Eles também determinaram que os promotores requeiram das prefeituras os orçamentos da publicidade institucional dos últimos três anos. A medida visa a coibir gastos elevados em 2012, o que poderia dar vantagem desproporcional dos postulantes à reeleição.

Requerimento que passa a valer em 18 de janeiro próximo determina que as prefeituras devem repassar o total de gastos com propaganda institucional de 2009, 2010 e 2011. Assim, os promotores poderão comparar o investimento com a previsão de orçamento para 2012, o que pode apontar indícios de uso da máquina em campanha. De acordo com a Lei 9.504/97, o planejado para o ano eleitoral não pode ultrapassar a média do triênio anterior. “Se a legislação for descumprida, a punição pode chegar à cassação do registro de candidatura”, reforça Aguinaldo Fenelon.

Quanto à propaganda antecipada, de nada vai adiantar veiculá-la sem fazer referência ao partido, número do candidato ou com mensagens de “parabéns” e “amigo perfeito” antes de 6 de julho, diz Antônio Edílio Magalhães. Ele avisa que essas peças, muitas vezes encaradas como “promoção pessoal” pela Justiça, são consideradas propaganda irregular. O desafio é fiscalizar, uma vez que haverá milhares de candidatos nos 184 municípios.

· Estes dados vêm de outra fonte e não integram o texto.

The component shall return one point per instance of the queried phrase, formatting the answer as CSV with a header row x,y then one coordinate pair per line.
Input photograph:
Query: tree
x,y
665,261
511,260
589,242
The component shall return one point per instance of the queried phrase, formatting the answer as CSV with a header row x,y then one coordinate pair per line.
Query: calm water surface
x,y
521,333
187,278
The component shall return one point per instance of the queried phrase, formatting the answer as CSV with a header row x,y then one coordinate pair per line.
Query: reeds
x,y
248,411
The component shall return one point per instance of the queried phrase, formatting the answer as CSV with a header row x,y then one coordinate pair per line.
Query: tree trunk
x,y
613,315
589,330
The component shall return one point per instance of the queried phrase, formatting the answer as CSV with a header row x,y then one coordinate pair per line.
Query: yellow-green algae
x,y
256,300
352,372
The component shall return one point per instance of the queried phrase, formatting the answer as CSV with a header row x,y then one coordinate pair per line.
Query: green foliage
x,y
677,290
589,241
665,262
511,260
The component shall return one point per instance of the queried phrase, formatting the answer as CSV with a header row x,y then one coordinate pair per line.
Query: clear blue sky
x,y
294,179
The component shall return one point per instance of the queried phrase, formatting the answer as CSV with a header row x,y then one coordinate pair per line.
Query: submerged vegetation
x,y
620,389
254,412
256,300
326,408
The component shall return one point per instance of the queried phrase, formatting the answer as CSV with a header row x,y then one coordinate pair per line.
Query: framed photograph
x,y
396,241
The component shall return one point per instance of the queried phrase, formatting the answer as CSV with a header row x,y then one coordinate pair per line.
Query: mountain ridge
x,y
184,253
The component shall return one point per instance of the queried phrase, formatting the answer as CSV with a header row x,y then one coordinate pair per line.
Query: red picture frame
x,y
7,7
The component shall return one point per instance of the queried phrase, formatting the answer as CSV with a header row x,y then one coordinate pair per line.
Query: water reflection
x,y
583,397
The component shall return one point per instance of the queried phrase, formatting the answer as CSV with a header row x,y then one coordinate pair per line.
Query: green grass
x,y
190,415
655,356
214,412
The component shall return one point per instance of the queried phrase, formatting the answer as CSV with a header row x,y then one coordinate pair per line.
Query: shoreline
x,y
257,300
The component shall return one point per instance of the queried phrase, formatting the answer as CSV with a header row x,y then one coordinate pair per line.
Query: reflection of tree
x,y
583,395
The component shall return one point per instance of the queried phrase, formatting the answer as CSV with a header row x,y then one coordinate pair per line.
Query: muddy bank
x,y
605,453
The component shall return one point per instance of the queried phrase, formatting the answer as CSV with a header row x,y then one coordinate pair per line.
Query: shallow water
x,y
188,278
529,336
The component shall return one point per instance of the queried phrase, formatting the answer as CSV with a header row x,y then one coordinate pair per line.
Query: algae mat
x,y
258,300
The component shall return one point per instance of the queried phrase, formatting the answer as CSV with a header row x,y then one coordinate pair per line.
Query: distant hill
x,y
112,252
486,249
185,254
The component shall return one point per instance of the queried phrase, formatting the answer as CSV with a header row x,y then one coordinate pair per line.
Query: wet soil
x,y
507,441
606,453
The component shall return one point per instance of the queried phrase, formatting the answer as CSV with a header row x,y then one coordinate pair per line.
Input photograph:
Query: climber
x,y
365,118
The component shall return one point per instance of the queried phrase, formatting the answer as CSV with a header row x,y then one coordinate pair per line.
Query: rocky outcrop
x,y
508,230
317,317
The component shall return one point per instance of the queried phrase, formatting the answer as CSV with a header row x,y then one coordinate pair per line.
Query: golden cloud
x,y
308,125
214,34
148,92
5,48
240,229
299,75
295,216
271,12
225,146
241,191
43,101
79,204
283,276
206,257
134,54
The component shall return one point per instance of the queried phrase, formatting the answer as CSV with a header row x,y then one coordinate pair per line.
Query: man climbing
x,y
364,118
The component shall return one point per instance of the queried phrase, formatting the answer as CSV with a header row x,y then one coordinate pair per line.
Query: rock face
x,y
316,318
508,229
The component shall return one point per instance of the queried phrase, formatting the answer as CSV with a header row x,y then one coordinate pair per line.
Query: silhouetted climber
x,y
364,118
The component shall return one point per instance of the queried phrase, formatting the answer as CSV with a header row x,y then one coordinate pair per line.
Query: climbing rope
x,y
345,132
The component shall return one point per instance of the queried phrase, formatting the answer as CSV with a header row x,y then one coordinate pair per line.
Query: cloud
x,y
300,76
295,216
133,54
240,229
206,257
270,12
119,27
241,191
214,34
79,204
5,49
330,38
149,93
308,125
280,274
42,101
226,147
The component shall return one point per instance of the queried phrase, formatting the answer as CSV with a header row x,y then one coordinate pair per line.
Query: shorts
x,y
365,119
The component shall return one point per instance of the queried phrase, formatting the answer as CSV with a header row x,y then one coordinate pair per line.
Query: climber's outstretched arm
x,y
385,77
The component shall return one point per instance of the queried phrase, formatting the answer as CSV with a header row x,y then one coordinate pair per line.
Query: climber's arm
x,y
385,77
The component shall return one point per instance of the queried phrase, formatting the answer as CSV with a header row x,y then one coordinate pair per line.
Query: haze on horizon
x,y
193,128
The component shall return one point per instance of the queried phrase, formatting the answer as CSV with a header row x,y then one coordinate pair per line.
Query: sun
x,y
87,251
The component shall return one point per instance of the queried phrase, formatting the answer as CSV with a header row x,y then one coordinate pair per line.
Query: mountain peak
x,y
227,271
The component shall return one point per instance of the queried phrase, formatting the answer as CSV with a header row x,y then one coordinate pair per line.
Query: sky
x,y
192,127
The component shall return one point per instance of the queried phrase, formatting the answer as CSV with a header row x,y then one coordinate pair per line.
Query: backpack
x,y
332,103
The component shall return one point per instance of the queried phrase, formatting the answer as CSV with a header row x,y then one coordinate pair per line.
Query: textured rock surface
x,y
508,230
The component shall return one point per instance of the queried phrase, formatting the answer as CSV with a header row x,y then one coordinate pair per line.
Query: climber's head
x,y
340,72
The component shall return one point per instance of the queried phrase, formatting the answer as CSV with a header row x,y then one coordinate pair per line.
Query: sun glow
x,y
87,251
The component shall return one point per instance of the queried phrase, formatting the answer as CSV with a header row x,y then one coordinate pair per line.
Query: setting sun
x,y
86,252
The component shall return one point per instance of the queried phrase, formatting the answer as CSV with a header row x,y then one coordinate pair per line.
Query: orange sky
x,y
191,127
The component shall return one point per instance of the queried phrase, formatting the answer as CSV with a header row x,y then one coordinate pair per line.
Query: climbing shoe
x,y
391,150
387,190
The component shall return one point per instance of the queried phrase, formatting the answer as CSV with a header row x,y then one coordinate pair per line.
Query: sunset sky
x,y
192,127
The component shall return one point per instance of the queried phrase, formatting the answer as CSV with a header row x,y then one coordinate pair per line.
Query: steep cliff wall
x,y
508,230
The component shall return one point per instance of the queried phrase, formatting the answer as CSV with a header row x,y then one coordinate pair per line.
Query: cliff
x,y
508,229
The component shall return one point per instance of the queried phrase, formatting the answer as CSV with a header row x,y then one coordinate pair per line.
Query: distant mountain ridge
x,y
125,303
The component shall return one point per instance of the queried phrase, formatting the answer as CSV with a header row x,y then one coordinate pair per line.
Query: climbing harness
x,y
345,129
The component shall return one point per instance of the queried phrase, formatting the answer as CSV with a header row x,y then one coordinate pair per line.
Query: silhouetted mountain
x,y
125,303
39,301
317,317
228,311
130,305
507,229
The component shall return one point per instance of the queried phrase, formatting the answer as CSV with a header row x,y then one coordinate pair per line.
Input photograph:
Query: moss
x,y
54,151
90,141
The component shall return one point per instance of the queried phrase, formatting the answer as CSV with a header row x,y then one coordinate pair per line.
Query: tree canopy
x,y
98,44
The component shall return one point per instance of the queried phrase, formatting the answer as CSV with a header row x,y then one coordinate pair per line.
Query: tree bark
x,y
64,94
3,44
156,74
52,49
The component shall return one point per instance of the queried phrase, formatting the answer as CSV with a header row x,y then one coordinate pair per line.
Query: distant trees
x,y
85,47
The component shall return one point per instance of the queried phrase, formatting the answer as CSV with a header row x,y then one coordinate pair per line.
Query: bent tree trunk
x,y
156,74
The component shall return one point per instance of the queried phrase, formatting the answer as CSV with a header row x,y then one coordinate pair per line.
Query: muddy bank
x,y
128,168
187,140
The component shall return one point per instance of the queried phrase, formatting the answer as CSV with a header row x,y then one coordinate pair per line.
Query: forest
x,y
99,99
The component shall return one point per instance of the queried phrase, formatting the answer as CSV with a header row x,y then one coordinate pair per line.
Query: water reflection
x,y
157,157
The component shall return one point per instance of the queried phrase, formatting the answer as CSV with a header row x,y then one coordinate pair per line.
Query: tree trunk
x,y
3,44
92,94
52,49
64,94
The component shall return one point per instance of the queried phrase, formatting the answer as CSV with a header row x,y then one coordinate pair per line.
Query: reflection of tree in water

Se em ano de eleição para presidente, governador, deputado e senador o MPE efetua cerca de 5 mil representações, nos de pleito municipal esse número multiplica-se por dez. “Não temos capacidade de dar conta de toda a demanda, mas vamos trabalhar para diminui-la”, frisa Edílio. Ele espera apoio dos partidos e da população para melhorar a fiscalização.

O caso mais recente de representação do MPE contra propaganda antes do tempo foi contra uma pré-candidata de Orobó, Agreste. Carros espalharam-se pelo município com adesivos onde estava escrito “Agora é ela”. Edílio ingressou na Justiça por entender que, mesmo sem nome da pré-candidata, configurava-se a irregularidade. No entanto, a Justiça Eleitoral julgou a ação improcedente. “Vamos recorrer”, avisa.

Em março, MPPE e MPF distribuirão cartilha conjunta, na qual orientam sobre o que pode ou não pode na propaganda eleitoral. “Assim, esperamos que colaborem com denúncias. Se comprovadas, vamos agir”, garante Fenelon. Propaganda fora do prazo dá multa de R$ 5 mil a R$ 25 mil.